An eligible entity that receives a grant under this section to carry out a living shoreline project shall provide, from non-Federal sources, not less than 50 percent of the funds toward the total cost, including administrative costs, of the project.
Monitoring and reporting
The Administrator shall require each eligible entity receiving a grant under this section (or a representative of the entity) to carry out a living shoreline project—
to transmit to the Administrator data collected under the project;
to monitor the project and to collect data on—
the protection provided by the project for the coastal community where the project is carried out; and
the successes and deficiencies of the project in providing such protection;
to make data collected under the project available on a publicly accessible internet website of the National Oceanic and Atmospheric Administration; and
to, not later than December 31, 2022, submit to the Administrator a report on the effectiveness of the project in increasing protection of the coastal community where the project is carried out through living shorelines techniques, including—
a description of—
the activities carried out under the project; and
the techniques and materials used in carrying out the project; and
data on the performance of the project in providing protection to that coastal community.

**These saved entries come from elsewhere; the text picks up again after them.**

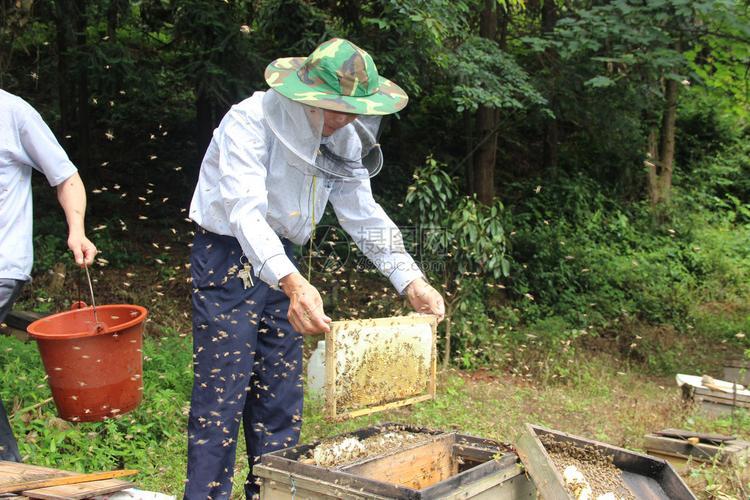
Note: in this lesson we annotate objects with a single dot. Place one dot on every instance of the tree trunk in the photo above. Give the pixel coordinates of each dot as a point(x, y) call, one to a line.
point(550, 151)
point(83, 125)
point(667, 140)
point(661, 146)
point(65, 84)
point(206, 119)
point(447, 345)
point(486, 155)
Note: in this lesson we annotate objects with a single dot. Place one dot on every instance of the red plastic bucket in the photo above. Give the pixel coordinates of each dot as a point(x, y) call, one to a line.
point(94, 372)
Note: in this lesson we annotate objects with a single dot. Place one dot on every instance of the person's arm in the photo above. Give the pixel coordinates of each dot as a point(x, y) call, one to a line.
point(242, 155)
point(46, 155)
point(72, 197)
point(381, 241)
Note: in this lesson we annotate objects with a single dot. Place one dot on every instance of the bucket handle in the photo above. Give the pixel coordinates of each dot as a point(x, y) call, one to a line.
point(98, 327)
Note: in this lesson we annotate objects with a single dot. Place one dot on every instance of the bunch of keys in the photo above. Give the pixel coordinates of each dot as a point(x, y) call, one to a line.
point(246, 273)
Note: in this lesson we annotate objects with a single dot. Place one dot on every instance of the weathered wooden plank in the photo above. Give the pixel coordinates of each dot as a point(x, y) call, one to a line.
point(330, 403)
point(509, 483)
point(727, 452)
point(475, 480)
point(12, 471)
point(416, 467)
point(278, 484)
point(547, 480)
point(683, 434)
point(721, 395)
point(340, 478)
point(27, 484)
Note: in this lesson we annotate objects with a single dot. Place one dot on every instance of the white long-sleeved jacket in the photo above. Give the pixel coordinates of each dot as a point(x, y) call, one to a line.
point(248, 189)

Not later than 90 days after the date of the enactment of this Act, the Administrator shall, in consultation with the heads of relevant offices of the National Oceanic and Atmospheric Administration and nongovernmental organizations, issue standards for the collection under paragraph (1) and subsection (d) of data regarding the successes and deficiencies of living shoreline projects for which grants are awarded under this section.
The standards issued under subparagraph (A) shall require an eligible entity receiving a grant under this section to report the data described in that subparagraph to the Administrator on a regular basis.

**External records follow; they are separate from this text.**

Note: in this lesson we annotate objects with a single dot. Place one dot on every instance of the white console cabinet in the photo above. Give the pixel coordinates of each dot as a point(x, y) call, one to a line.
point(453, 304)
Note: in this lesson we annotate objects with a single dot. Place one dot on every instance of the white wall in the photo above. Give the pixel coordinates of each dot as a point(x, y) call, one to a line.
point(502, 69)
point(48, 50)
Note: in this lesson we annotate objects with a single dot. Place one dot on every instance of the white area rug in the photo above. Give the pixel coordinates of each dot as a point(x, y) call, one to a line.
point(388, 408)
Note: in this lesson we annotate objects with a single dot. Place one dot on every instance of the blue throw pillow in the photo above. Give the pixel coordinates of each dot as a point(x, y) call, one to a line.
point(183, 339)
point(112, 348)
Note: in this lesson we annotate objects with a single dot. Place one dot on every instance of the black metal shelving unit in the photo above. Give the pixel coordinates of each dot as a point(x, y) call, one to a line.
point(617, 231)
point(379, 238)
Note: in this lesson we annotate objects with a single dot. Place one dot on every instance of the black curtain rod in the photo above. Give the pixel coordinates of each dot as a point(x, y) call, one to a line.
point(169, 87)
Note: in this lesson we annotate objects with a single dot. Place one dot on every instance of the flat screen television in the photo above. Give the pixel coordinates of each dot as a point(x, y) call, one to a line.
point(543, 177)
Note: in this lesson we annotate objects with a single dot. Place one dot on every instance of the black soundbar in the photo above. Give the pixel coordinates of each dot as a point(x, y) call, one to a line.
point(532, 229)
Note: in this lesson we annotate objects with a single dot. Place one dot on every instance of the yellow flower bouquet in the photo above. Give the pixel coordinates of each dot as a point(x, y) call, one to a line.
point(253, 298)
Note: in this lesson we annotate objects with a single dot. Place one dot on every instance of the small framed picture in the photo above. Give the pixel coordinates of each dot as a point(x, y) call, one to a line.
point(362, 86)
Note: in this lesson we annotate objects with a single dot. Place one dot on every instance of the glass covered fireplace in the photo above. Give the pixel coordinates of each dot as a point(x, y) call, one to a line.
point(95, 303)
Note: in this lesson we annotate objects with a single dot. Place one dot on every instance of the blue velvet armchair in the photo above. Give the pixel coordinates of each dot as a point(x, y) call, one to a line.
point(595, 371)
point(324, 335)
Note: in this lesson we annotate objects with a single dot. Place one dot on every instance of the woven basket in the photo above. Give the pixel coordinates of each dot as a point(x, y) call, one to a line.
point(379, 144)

Authorization of appropriations
There are authorized to be appropriated $20,000,000 to the Administrator for each of fiscal years 2018 through 2023 for purposes of carrying out this section.
In this section:
The term Administrator means the Administrator of the National Oceanic and Atmospheric Administration.
The term eligible entity means any of the following:
A unit of a State or local government.
An organization described in section 501(c)(3) of the Internal Revenue Code of 1986 that is exempt from taxation under section 501(a) of such Code.
Living shoreline project
The term living shoreline project—
means a project to mitigate the effects of erosion caused by shoreline flooding or inundation, currents, or wave energy, through project design that stabilizes a shoreline by using natural materials to create buffers to absorb the impact of coastal storms, flooding, and wave energy and to prevent or minimize shoreline erosion, that—
incorporates as many natural elements as possible, such as native wetlands, submerged aquatic plants, native grasses, shrubs, or trees;
utilizes techniques that incorporate ecological and coastal engineering principles in shoreline stabilization; and
to the extent possible, maintains or restores existing natural slopes and connections between uplands and adjacent wetlands or surface waters; and
may include the use of—
natural elements, such as sand, wetland plants, logs, oysters or other shellfish, submerged aquatic vegetation, native grasses, shrubs, trees, or coir fiber logs;
project elements that provide benefits to coastal ecosystems in addition to shoreline protection; and
structural materials, such as stone, concrete, wood, vinyl, oyster domes, or other approved engineered structures.
The term State means each of the several States, the District of Columbia, the Commonwealth of Puerto Rico, the United States Virgin Islands, Guam, American Samoa, the Commonwealth of the Northern Mariana Islands, and each federally recognized Indian Tribe.